The old house had sat at the bottom of the road, hidden behind overgrown trees, a dense thicket of bushes, and grass that was taller than her, since forever. Becky had never dared go nearer to it that peeking through the jungle of growth to see the smashed and yellowed windows.
Only when she was eight did she pluck up the courage to go any closer.
It was getting late, and her tea must have almost been ready, but she found herself at the end of the road, sitting on her bike, wondering what was inside that old house. So she propped up the bike, took a deep breath, and plunged into the unkempt greenery. It tickled at her rather than scratched, and almost felt like it was parting to aid her path.
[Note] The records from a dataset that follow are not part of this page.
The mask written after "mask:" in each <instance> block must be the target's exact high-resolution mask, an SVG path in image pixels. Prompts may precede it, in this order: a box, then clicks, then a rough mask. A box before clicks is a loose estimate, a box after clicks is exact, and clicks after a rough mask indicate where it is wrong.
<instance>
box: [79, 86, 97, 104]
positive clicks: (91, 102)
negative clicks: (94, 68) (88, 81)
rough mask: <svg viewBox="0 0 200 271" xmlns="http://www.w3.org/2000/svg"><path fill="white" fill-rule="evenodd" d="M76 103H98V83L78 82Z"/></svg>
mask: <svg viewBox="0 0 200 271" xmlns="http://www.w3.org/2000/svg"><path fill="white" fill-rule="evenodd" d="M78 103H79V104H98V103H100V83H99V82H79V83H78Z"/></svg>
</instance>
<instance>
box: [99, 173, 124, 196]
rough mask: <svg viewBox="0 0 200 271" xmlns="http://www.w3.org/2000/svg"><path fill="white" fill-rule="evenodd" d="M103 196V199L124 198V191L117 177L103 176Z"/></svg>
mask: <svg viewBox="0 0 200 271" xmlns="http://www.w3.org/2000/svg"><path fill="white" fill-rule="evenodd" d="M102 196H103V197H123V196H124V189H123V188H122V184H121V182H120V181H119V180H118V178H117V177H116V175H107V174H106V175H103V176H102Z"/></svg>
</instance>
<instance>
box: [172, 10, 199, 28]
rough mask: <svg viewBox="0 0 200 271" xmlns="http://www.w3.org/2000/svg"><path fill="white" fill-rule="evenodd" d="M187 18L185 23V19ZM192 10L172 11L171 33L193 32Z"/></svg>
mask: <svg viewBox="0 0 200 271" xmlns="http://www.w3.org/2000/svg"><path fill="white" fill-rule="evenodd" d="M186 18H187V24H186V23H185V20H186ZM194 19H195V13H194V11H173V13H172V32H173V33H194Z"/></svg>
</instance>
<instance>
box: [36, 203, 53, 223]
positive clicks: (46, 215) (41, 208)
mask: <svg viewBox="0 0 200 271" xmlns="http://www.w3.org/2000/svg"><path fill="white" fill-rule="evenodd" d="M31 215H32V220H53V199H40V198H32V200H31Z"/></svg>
Once through, and wading through the grass, she could smell a musty odour coming from the old building. Shadows danced as the leaves blew in the wind, and she reached the crumbling brickwork. It felt hot to her touch, and she pressed her cheek to it, not really knowing why. She listened. Heard nothing.
The front door was all rotten wood and peeling paint, but it still hung proudly from its hinges. The giant brass sphere of the handle was almost too big for her to get a grip, and in spite of all her effort, the door wouldn’t open.
She stepped back, huffing, hands on hips, and out loud said “I just want to say hello.”
There was a click, and then a long creak, as the door swung, and let her see inside. There was dust everywhere, Cobwebs hung from every corner, gently wafting in the new breeze. Large white sheets covered mysterious shapes, and the floorboards sank gently under her weight as she stepped inside.
She dared a peek under one of the sheets, and saw nothing more interesting that the leg of a wooden chair. Somewhere inside, she knew she wanted to find a person here. An old woman, lying in her bed, who had been waiting all these years just for a visitor. So Becky climbed the stairs, tentative, in case they fell away beneath her.
Upstairs though, she found nothing.
Just empty rooms, and curtains half-hanging from their railings.
The distant sound of her father’s voice sent her running for home, and ready for food. The next day, she came back to the old house, and it seemed a little friendlier, a little warmer, even a little cleaner.
She spent the summer in the old house, playing alone, never really noticing that each time she returned that the old house seemed fresher. By the time the leaves were falling from the trees, the house had gleaming windows, vibrant colours on the walls, and the dust was gone. Becky didn’t notice. She was too busy playing, and having fun.
The winter passed, and they moved away.
Becky forgot about the house.
Years later, she was driving by, and something made her stop. She parked up and peeked through the thick growth of leaves and grass, and memories of play flooded back to her as she saw the old, neglected house beyond.
If it wasn’t for the dense thicket, she would have wandered through and had a closer look. She could have sworn the door opened itself. Could have sworn she heard a contented sigh as the air from inside rushed out. It was like the house was smiling.
She was late for her meeting. She got in the car, and left.
In her rear view mirror, the massive trees waved sadly in the wind.